Health and Globalization by G. B. Cockerham and W. C.

Cockerham. Cambridge: Polity Press, 2010. 215 pp.,

£15.99 paperback, 9780745645131



Global Politics of Health by Sara E. Davies. Cambridge:

Polity Press, 2009. 243pp., £16.99 paperback,

9780745640419



Globalization and Health by Ronald Labonté, Ted

Schrecker, Corinne Packer and Vivien Runnels (eds).

Abingdon: Routledge, 2009. 356 pp., £75.00 hardcover,

9780415993340

Expressed in succinct terms, globalization entails an extension and intensification of all forms of human relatedness, most notably by enlarging and accelerating complex interactions of human and natural systems.

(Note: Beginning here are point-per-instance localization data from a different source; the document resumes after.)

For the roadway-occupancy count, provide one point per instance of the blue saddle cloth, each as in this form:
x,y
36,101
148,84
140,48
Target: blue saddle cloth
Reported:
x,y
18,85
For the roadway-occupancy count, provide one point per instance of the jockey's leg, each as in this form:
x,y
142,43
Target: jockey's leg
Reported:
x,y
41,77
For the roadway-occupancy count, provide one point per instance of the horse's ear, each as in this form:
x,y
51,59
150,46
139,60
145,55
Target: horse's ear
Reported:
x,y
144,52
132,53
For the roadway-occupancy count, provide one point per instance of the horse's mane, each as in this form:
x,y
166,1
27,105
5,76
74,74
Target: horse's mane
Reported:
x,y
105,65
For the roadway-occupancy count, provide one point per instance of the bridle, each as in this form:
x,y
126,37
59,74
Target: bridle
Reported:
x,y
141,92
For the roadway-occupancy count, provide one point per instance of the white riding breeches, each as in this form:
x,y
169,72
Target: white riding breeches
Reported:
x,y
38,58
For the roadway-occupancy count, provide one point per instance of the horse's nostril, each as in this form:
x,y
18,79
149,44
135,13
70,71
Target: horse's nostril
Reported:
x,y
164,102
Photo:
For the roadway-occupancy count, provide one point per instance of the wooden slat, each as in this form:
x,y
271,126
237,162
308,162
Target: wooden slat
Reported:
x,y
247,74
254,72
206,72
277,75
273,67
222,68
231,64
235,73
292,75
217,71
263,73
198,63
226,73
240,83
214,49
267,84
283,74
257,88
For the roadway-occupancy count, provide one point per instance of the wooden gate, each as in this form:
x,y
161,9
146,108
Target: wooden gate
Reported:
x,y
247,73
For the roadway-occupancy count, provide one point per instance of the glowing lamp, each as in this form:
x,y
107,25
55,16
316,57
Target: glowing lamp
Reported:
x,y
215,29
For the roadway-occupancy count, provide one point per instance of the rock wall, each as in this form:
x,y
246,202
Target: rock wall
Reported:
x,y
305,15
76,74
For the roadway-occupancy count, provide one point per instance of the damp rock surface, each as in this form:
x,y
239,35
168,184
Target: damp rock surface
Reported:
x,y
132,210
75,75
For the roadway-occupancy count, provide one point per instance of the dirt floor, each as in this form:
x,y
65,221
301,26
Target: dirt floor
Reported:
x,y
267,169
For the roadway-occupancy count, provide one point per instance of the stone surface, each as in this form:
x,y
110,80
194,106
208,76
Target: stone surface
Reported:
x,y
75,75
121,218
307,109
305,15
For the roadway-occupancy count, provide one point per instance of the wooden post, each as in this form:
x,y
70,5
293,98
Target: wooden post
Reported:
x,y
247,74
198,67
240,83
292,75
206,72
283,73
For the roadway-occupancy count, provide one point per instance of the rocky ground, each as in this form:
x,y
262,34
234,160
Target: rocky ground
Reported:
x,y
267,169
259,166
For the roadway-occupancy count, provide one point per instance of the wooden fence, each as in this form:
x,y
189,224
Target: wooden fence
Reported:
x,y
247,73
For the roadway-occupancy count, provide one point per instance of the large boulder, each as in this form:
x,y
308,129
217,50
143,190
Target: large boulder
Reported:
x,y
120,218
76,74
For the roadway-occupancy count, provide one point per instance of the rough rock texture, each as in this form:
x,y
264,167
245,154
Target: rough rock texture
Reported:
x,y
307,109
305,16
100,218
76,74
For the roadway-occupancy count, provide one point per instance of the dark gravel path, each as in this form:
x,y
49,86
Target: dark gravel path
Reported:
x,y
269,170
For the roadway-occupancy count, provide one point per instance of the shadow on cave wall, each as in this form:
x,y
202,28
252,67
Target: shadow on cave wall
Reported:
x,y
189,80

In addition to the staggering array of practical challenges presented by globalizing dynamics in every field of human relations and endeavor, our terms of reference – familiar patterns, established concepts and predominant theories – are also subject to various dislocations by unprecedented rates of change, complex causal relations that defy timely analysis and inadequate explanatory ‘reach’. Globalization is too broad and encompassing and too varied in its drivers and outcomes to be grasped adequately in abstract terms, so thematic studies are not only welcome – they are necessary. Although in recent years attention has been focused on the actors, drivers and outcomes of global financial turbulence, the impacts of globalization on human health are no less compelling – and they are likely to prove more enduring and less tractable. And as these three books demonstrate, they also serve to pose searching questions about disciplinary boundaries, of International Relations in particular. One cannot read far into studies of how globalization and human health are configured – and the extent to which they are changed and changing – without also confronting a range of sector-specific ‘global’ terminology: the global politics of health; global health actors; global health governance; and (to the extent that it differs) the global governance of health.